I. Introduction

To reduce the carbon footprint of the power & energy sector, many countries throughout the world introduced various measures encouraging the integration of renewable energy sources (RES). The most popular energy sources for renewable power generation are the photo-voltaic (PV) plants and the wind power plants (WPPs): in 2016, installed PV capacity was 291 GW and installed WPP capacity was 467 GW in the world [1] and will continue to rise. Variable-speed wind turbine generators (VSWTGs) fall under converter-connected generation and due to the intermittent and stochastic nature of wind they utilize variable-speed drives to maximize energy capture over a wide range of wind speeds. Consequently, they utilize frequency converters to ensure power generation at grid frequency.
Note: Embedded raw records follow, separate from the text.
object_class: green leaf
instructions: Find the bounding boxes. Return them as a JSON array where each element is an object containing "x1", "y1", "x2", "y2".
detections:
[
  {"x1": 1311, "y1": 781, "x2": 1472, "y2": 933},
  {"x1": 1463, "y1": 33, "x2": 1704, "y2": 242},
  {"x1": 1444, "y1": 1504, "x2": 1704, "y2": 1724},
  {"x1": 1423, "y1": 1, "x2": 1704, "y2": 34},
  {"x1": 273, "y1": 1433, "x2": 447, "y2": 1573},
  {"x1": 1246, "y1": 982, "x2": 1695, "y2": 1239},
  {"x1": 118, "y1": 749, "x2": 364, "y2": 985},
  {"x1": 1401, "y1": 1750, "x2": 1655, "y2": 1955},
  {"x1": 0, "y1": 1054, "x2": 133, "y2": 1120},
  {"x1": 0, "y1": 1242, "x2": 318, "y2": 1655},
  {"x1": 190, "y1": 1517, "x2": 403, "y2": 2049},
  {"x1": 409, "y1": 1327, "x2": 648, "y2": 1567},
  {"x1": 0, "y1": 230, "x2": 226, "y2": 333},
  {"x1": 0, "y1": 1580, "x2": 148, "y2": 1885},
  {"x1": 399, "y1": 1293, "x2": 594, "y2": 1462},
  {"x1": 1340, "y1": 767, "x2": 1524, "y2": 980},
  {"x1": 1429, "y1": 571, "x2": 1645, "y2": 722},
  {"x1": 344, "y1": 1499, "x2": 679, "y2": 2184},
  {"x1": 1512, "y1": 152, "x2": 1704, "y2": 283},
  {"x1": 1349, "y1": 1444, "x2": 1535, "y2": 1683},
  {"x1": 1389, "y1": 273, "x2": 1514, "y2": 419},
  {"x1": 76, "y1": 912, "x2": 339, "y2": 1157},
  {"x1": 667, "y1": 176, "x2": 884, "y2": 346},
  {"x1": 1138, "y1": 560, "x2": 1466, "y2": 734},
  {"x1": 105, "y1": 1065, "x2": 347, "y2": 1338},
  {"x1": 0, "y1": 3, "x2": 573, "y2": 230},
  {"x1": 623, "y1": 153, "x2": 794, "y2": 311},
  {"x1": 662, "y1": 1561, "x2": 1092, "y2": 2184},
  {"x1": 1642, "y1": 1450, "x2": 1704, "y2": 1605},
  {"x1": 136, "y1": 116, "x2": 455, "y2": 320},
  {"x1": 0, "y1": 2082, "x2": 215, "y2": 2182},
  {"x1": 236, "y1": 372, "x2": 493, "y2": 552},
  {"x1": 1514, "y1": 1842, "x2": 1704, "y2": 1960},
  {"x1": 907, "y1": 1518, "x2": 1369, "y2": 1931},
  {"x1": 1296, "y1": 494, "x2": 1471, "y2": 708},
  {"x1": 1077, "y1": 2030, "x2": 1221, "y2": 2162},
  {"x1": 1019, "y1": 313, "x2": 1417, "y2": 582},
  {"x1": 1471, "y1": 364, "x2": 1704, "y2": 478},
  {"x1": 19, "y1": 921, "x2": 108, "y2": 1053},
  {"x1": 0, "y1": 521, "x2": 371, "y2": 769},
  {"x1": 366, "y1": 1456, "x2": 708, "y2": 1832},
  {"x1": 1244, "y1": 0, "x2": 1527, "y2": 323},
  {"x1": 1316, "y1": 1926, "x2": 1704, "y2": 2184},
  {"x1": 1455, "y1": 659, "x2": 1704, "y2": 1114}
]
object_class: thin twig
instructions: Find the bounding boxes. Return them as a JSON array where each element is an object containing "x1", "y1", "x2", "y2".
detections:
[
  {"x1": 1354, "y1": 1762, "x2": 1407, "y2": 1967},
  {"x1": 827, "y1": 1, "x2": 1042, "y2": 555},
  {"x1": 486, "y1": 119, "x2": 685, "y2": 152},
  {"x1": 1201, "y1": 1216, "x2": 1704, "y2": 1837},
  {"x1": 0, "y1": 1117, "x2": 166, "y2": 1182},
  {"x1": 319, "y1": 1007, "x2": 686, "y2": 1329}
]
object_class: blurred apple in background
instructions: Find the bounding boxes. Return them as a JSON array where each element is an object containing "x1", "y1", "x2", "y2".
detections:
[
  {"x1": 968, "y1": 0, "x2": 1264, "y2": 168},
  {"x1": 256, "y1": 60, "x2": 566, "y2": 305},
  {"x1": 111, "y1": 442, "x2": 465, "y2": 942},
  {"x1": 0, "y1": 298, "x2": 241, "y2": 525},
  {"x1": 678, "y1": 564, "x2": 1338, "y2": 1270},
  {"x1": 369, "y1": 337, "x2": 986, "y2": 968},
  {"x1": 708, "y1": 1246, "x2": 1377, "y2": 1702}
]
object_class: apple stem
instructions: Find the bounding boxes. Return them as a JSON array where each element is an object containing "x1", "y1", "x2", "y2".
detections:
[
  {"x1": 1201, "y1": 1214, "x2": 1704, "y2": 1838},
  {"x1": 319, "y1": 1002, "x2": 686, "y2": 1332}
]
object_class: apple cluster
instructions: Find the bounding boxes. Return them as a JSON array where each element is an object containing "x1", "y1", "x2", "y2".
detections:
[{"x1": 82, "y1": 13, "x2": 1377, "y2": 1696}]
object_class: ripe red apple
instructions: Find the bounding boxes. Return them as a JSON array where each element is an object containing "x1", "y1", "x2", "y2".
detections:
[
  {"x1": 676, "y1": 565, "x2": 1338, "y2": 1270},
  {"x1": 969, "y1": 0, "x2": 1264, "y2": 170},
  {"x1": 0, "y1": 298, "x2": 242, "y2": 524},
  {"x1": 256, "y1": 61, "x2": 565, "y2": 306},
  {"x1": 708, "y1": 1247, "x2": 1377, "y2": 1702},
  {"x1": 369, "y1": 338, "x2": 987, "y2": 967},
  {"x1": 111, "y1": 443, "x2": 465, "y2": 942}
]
On the other hand, they effectively decouple the electrical frequency of the grid and the mechanical frequency of the rotor (DFIG) or completely decouple the generator from the grid (full converter wind generators), thus eliminating the inertial response of the WPPs, although there is a significant amount of kinetic energy stored in the wind turbine rotor due to its large mass [2], [3]. As this converter-connected renewable power generation replaces conventional units, the total grid inertia is reduced which negatively impacts the frequency stability of the power system: the grid becomes weaker and reduces the capability of the system to remain stable after the occurrence of faults or disturbances [4], [5]. Therefore, a significant amount of recent research has focused on utilizing the controllability of VSWTGs to provide an inertial response (so-called virtual or synthetic inertia) and/or primary frequency response which can be found in an excellent state-of-the-art overview [6]. Furthermore, even some system operators have started requiring active power support from WPPs [7].